Well duh, Mike, yeah. If LeBlanc thinks the ZBR proceeding was conducted in a biased and improper manner, damn straight that Gorham will be taking this back to Superior Court. I’m sure Gorham has the brief half written – it’s a brief that practically writes itself. In addition to the brief, the judge will also review the transcripts and videos of the first hearing and the second hearing.

Let’s not forget that if LeBlanc returns to Superior Court for a Round Three, the abutters (if they have any money left) and the town (if it can get the court to agree it has standing) will go back to court, too. So Mike, what do you think of your chances on a Superior Court, Round Three?

Even if the court rules against LeBlanc in a Round Three, he still owns the property and there are other, even more unpalatable projects he could undertake, such as “forestry” which wouldn’t even require a special use permit under the land’s current zoning designation. All things considered, I’d rather look at two turbines than a denuded, clear-cut slope.

I don’t want either side to win because, in my opinion, none of the parties in the case have really focused on the general good of the people of Charlestown.
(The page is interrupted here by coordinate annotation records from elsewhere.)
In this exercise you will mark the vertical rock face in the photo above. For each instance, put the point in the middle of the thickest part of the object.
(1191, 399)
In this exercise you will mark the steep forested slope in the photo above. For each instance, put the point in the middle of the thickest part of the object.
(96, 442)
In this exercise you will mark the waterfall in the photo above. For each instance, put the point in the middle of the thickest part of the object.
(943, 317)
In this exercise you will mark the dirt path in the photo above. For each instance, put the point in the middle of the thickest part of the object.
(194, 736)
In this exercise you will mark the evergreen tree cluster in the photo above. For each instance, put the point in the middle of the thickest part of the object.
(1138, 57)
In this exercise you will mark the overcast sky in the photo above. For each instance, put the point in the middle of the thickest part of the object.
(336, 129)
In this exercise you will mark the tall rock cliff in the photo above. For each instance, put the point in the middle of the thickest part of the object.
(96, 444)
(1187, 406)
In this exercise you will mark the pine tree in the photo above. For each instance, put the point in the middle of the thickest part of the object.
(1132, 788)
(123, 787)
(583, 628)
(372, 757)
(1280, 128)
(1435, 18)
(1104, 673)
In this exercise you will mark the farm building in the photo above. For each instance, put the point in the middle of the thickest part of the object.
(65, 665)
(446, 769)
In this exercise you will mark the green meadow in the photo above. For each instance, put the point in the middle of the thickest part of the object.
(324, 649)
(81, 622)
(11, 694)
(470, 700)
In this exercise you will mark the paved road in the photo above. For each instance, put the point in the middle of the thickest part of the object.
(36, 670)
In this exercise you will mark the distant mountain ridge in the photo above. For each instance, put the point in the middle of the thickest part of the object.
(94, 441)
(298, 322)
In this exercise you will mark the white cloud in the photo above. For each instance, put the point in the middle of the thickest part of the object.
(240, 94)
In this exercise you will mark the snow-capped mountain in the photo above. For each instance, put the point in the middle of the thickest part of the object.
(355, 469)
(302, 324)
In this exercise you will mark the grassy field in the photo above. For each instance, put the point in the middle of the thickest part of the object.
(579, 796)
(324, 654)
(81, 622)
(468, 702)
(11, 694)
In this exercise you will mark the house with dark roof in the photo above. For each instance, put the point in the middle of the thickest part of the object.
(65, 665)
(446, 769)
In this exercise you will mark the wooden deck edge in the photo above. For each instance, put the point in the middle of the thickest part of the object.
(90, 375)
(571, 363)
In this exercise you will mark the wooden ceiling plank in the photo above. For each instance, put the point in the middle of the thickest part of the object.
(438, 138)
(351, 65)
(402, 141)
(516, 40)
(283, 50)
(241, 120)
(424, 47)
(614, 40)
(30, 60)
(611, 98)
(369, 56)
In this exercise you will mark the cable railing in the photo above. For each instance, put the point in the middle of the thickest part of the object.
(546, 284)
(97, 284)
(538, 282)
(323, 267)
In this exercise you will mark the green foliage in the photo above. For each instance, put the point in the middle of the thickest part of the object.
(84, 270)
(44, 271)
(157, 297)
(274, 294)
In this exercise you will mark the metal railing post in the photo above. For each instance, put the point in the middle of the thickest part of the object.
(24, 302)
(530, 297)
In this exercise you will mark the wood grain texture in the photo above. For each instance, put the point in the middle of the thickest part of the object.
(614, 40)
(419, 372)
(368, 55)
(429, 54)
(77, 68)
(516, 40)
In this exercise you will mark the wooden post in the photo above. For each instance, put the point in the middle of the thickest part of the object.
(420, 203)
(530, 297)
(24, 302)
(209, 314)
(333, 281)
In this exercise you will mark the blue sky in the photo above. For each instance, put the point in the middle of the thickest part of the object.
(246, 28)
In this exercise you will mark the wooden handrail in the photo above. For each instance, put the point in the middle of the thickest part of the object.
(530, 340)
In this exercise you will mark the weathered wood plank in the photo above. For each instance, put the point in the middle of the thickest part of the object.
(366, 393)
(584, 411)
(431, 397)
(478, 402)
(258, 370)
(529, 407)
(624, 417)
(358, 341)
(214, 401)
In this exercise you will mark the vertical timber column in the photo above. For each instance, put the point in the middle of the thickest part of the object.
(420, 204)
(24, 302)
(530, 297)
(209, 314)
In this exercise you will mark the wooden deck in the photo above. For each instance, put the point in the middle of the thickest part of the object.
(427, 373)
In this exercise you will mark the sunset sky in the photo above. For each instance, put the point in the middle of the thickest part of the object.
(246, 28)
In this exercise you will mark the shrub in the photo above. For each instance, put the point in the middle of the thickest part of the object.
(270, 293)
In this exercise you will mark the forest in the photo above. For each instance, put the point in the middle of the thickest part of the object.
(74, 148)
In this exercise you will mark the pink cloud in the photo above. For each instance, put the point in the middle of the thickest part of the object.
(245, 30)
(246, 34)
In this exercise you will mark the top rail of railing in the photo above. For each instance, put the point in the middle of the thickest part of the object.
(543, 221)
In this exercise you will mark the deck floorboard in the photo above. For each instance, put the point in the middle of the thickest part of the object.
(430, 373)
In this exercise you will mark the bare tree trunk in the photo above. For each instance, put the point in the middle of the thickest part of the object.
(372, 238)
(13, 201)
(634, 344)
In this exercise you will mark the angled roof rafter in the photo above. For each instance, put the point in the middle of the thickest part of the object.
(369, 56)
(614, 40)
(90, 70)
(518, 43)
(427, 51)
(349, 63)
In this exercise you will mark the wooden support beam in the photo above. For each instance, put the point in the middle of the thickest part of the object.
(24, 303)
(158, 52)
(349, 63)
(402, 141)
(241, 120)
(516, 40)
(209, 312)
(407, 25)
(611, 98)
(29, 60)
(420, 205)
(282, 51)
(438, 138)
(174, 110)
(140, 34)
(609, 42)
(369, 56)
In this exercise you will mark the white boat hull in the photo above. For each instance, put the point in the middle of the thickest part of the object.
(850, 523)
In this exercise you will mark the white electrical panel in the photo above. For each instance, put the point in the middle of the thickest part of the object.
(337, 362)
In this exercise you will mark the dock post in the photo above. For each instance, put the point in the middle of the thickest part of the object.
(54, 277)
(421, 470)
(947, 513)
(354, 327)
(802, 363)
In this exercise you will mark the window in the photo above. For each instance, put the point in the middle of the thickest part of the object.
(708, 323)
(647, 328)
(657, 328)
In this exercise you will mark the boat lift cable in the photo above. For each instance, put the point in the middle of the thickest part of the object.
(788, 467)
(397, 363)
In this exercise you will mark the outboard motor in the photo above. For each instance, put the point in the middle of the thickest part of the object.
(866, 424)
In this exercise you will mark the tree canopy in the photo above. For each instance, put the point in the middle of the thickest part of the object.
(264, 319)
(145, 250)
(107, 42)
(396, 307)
I’m so sick of the whole thing.

For many years, the dominant political powers in this town – they’re currently called the Charlestown Citizens Alliance Party, but they have gone by different names (or sometimes no name) in the past – have held on to control by creating one emergency after another, one enemy after another. There’s always something so threatening to the bucolic peace and tranquility of this town that Charlestown has had to be in a perpetual state of war.

If it’s not Larry LeBlanc, it’s the Narragansetts. Or it’s Jim Mageau. Or it’s mean and nasty developers. Or it’s Democrats. Or it’s Providence. Or it’s low-income families. Or it’s the elderly who need affordable housing. Sometimes these menaces to Charlestown’s peace and tranquility act in tandem.

But in the world of Charlestown politics, there’s always at least one crisis brewing. And the CCA Party offers itself as the town’s only salvation. Like arsonists who also like to play fire-fighters.

Enough.

The Larry LeBlanc “threat” is actually very easy to resolve. Let cool and reasonable representatives of Charlestown (sorry, Mike, that doesn’t include you) sit down with LeBlanc and work out a fair deal so we can take that land as open space. We have the money.

Last year, many of the same people fighting Whalerock were ready to blow almost a million dollars of taxpayer money on a derelict campground less than one third the size and nowhere near the strategic importance. Or has everyone forgotten “Y-Gate” already?

In the end, I think that 90% of the town would like to see Larry LeBlanc’s land permanently set aside as open space. Can we please skip over the next several steps and get to that point where we make the deal we all want?


Yes, dear readers, I’ve covered this ground before. Click here to read my five reasons why we should buy LeBlanc’s land. And click here for my analysis of how much that land might be worth. 

More importantly, I think Charlestown citizens need to start saying NO to this siege mentality that disturbs our peace and tranquility far more than any of the CCA Party’s imagined monsters hiding under the bed.